It is a whole perspective view of the brushless motor by this embodiment. It is sectional drawing along the AA line in FIG. It is a perspective view of the stator with which the case was mounted | worn. It is a perspective view of a stator. It is a perspective view of 1 segment of the stator with which the stator coil was mounted | worn. It is a perspective view of 1 segment of a stator. It is a perspective view of 1 segment of a stator. It is a perspective view of a yoke segment. It is a top view of a yoke board. It is a top view of a yoke board. It is a perspective view of a teeth segment. It is a top view of a teeth board. It is a top view of a teeth board. It is sectional drawing along the BB line in FIG. It is sectional drawing along CC line in FIG. It is a perspective view of the modification of a teeth segment. It is a top view of the modification of a teeth segment. It is a figure at the time of inserting the teeth segment of a modification into a yoke segment.

Explanation of symbols

DESCRIPTION OF SYMBOLS 1 Brushless motor 2 Case 3 Rotor 4 Shaft 5 Stator coil 7 Stator 11, 12 Case part 12a Closing rib 20 Yoke part 21, 22 Yoke segment 23 Press-fit groove 24 Closing wall 25 Fitting groove 26 Fitting protrusion 27 Guide part 28 Recessed part 29, 30 Yoke plate 40 Teeth part 41 Teeth 41a Teeth part 42, 42A, 43 Teeth segment 44 Coupling part 44a Coupling part part 45 Press-fit projection 46 Coil support part 47 Tip part 48 Gap 49, 50 Teeth board 60 Fixing screw 61 Magnetic Sensor

Claims (5)

In a motor including a stator having a teeth portion and a yoke portion, a rotor, a coil, a first magnetic sensor for detecting a magnetic pole of the rotor, a second magnetic sensor, and a third magnetic sensor ,
The teeth portion and the yoke portion are each composed of independent components, and they are connected to each other.
The teeth part is composed of a plurality of tooth segments,
The plurality of tooth segments include a first tooth, a second tooth, a third tooth, and a fourth tooth that are sequentially arranged in the rotation direction of the rotor, and the first tooth. And the second tooth, the second tooth and the third tooth, and the third tooth and the fourth tooth, respectively, in the direction of the rotation axis of the rotor on the rotor side of the coil. wherein a portion the first connecting portion, a second connecting portion, and a third tooth segment that will be integrally formed are connected by a connecting portion of,
The first magnetic sensor is a position on the radial direction of the stator that passes through the first connecting portion when viewed from the rotational axis direction, and the first teeth and the second are viewed from the radial direction . Between the teeth of the first tooth and the second tooth on the rotational axis direction,
Between the first teeth and the second teeth, a space penetrating in the radial direction of the stator is formed at one end of the first and second teeth on the side where the first magnetic sensor is disposed.

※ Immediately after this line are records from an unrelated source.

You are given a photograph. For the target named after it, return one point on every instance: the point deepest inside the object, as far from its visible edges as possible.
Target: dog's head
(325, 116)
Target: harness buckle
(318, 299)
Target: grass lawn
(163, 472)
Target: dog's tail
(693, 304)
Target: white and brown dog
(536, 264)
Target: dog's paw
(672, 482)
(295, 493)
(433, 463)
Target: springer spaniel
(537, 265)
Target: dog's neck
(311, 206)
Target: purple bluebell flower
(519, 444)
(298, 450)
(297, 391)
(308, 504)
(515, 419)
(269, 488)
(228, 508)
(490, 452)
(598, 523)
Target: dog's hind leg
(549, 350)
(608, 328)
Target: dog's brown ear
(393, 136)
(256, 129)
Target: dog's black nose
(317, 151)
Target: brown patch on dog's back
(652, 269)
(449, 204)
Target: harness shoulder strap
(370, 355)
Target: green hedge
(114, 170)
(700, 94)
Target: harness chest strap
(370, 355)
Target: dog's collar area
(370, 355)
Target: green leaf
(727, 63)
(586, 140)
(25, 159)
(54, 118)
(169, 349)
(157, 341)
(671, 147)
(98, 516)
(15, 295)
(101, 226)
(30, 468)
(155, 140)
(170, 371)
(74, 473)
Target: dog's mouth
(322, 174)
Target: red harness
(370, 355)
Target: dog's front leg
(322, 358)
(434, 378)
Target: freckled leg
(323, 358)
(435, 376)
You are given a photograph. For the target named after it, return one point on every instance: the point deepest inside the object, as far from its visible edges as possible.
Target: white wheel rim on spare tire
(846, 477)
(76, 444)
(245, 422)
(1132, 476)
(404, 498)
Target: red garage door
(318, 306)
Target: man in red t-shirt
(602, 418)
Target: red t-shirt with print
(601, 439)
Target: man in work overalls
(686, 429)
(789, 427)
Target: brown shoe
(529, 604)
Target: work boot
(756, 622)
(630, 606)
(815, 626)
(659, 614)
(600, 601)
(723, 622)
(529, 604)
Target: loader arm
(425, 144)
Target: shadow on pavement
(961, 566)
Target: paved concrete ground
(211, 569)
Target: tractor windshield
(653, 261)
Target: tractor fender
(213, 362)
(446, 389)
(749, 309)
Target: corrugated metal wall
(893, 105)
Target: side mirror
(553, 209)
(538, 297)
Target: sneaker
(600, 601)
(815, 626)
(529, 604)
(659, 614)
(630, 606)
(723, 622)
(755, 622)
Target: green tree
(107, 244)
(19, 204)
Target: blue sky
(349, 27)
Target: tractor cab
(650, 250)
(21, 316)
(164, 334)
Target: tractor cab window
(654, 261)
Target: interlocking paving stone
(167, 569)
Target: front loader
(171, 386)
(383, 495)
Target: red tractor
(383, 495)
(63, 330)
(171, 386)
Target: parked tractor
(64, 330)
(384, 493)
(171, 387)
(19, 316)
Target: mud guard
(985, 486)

As described above, the first connecting part is formed at the other end opposite to the one end ,
The second magnetic sensor is a position on the radial direction of the stator passing through the second connecting portion when viewed from the rotational axis direction, and the second teeth and the third are viewed from the radial direction. Between the teeth and disposed at one end of the second and third teeth on the rotational axis direction,
Between the second teeth and the third teeth, there is a space penetrating in the radial direction of the stator at one end of the second and third teeth on the side where the second magnetic sensor is disposed. As described above, the second connecting portion is formed at the other end opposite to the one end,
The third magnetic sensor is a position on the radial direction of the stator that passes through the third connecting portion when viewed from the rotational axis direction, and the third teeth and the fourth when viewed from the radial direction. Between the teeth and disposed at a position of one end of the third and fourth teeth on the rotational axis direction,
Between the third teeth and the fourth teeth, there is a space penetrating in the radial direction of the stator at one end of the third and fourth teeth on the side where the third magnetic sensor is disposed. As described above, the motor is characterized in that the third connecting portion is formed at the other end opposite to the one end .   The motor according to claim 1, wherein a plurality of the connecting portions are formed at predetermined intervals in the rotation axis direction.   The tooth portion is formed by laminating a first tooth plate having a connecting portion constituting the connecting portion and a tooth portion constituting the tooth and a second tooth plate having a tooth portion constituting the tooth. The motor according to any one of claims 1 and 2.   The motor according to claim 3, wherein the connecting portion is formed by laminating the plurality of first teeth plates. The yoke part is formed with an insertion groove into which a part of the tooth part is inserted,
The motor according to any one of claims 1 to 4, wherein the teeth portion is formed with the connecting portion at an end portion on a side first inserted into the insertion groove of the yoke portion. .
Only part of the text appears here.